Tras la cabecera de la mesa se alzaba el gran lienzo, el retrato familiar que tanto lo había atormentado siempre. Incluso desde donde se encontraba, vio que Carlo no aparecía en él y sintió que caía por un abismo. No podía decir si lo que experimentó era alivio o decepción, porque tal vez no tenía aún motivos para ninguno de los dos sentimientos.
Sin embargo, en la pintura había un detalle que lo desconcertó. Leonardo y Giambattista estaban situados a un lado de Andrea, que estaba de pie, y la figura sentada de su esposa fallecida. Philippo se hallaba al otro lado.
– Esto es absolutamente normal -murmuró-. Al fin y al cabo, sólo hay tres hermanos, ¿qué otra cosa iban a hacer si no poner dos a un lado y uno al otro? -No obstante, era el espacio existente entre ellos lo que resultaba tan extraño. Philippo no estaba pegado a su padre, y el fondo de oscuridad formaba ahí un vacío en el que la túnica roja de Andrea se extendía un tanto burdamente, lo cual hacía que su costado izquierdo se viera mucho más grande que el derecho.

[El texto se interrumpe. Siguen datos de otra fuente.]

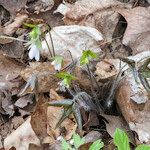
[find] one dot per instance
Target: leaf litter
(112, 92)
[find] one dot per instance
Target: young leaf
(143, 147)
(29, 25)
(77, 115)
(65, 145)
(86, 56)
(78, 141)
(67, 78)
(97, 145)
(57, 62)
(35, 43)
(66, 113)
(121, 140)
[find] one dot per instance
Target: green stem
(48, 47)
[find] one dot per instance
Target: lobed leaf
(77, 115)
(97, 145)
(121, 140)
(86, 56)
(143, 147)
(66, 113)
(78, 141)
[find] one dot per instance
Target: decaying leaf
(93, 13)
(47, 79)
(133, 101)
(11, 28)
(137, 33)
(67, 128)
(21, 137)
(73, 38)
(44, 73)
(107, 69)
(39, 118)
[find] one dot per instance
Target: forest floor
(74, 72)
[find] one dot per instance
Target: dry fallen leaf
(67, 127)
(137, 34)
(21, 137)
(18, 21)
(39, 118)
(95, 13)
(45, 73)
(134, 104)
(73, 38)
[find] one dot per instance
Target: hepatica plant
(66, 78)
(35, 42)
(57, 63)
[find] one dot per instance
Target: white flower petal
(34, 52)
(37, 55)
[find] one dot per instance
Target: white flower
(56, 65)
(34, 52)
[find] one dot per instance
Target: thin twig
(12, 38)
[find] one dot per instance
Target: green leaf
(59, 103)
(29, 25)
(67, 78)
(143, 147)
(121, 140)
(86, 56)
(66, 113)
(97, 145)
(78, 141)
(146, 73)
(65, 145)
(57, 62)
(77, 115)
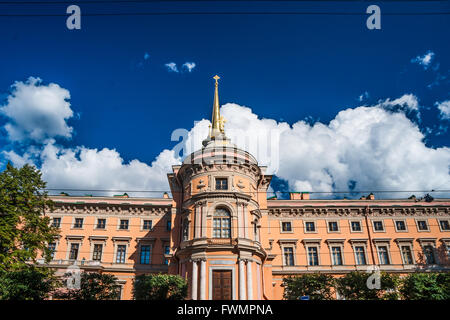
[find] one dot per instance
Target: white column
(258, 280)
(203, 217)
(194, 280)
(203, 279)
(197, 222)
(246, 226)
(249, 281)
(241, 280)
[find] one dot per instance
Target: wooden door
(222, 285)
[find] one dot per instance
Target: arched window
(222, 223)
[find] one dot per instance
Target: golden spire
(216, 119)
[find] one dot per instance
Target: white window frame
(338, 225)
(439, 223)
(74, 221)
(360, 225)
(281, 226)
(395, 225)
(142, 224)
(308, 221)
(382, 223)
(426, 222)
(96, 223)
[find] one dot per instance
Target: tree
(25, 231)
(27, 284)
(317, 286)
(426, 286)
(93, 286)
(159, 287)
(353, 286)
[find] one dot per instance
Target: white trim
(233, 280)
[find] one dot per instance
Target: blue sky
(284, 67)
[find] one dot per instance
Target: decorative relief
(355, 212)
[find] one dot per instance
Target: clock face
(334, 97)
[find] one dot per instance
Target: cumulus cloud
(444, 108)
(363, 96)
(365, 148)
(171, 67)
(37, 112)
(189, 66)
(424, 60)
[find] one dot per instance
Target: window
(121, 252)
(429, 254)
(97, 253)
(221, 224)
(356, 226)
(221, 184)
(336, 254)
(422, 225)
(360, 255)
(333, 226)
(74, 251)
(383, 255)
(185, 230)
(313, 257)
(78, 223)
(286, 226)
(56, 222)
(378, 226)
(406, 254)
(123, 224)
(145, 254)
(445, 225)
(310, 226)
(400, 225)
(288, 256)
(147, 225)
(52, 249)
(101, 223)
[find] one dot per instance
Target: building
(221, 233)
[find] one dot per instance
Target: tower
(219, 195)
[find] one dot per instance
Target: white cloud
(444, 108)
(424, 60)
(189, 66)
(363, 96)
(171, 67)
(37, 112)
(370, 147)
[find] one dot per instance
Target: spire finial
(217, 120)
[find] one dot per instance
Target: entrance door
(221, 284)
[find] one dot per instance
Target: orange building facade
(221, 233)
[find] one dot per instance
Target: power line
(110, 14)
(161, 1)
(249, 192)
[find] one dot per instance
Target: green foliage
(317, 286)
(159, 287)
(24, 230)
(353, 286)
(27, 284)
(426, 286)
(93, 286)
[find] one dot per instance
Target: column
(258, 279)
(197, 222)
(246, 226)
(241, 280)
(249, 281)
(203, 279)
(194, 279)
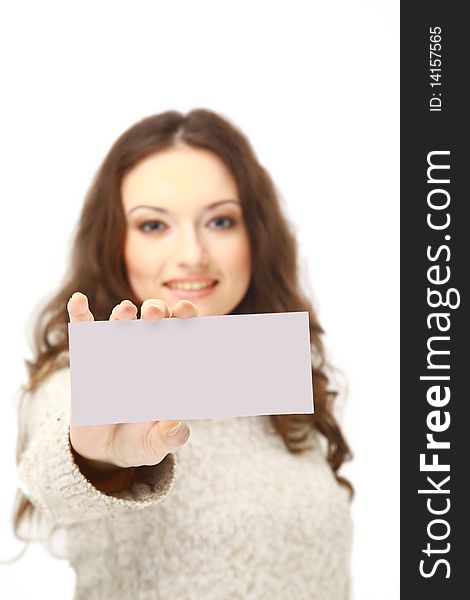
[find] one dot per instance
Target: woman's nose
(191, 250)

– Pero esto no es posible, no, no lo es -susurró Tonio. Sin embargo, a medida que se acercaba, la impresión de desproporción aumentaba.
¡El atuendo de Andrea ni siquiera tenía el mismo color en un lado que en el otro! Y el fondo negro que separaba su brazo del de su hijo Philippo no parecía sólido.
De manera vacilante, casi en contra de su voluntad, Tonio elevó la vela y se puso de puntillas para poder estudiar de frente aquella superficie.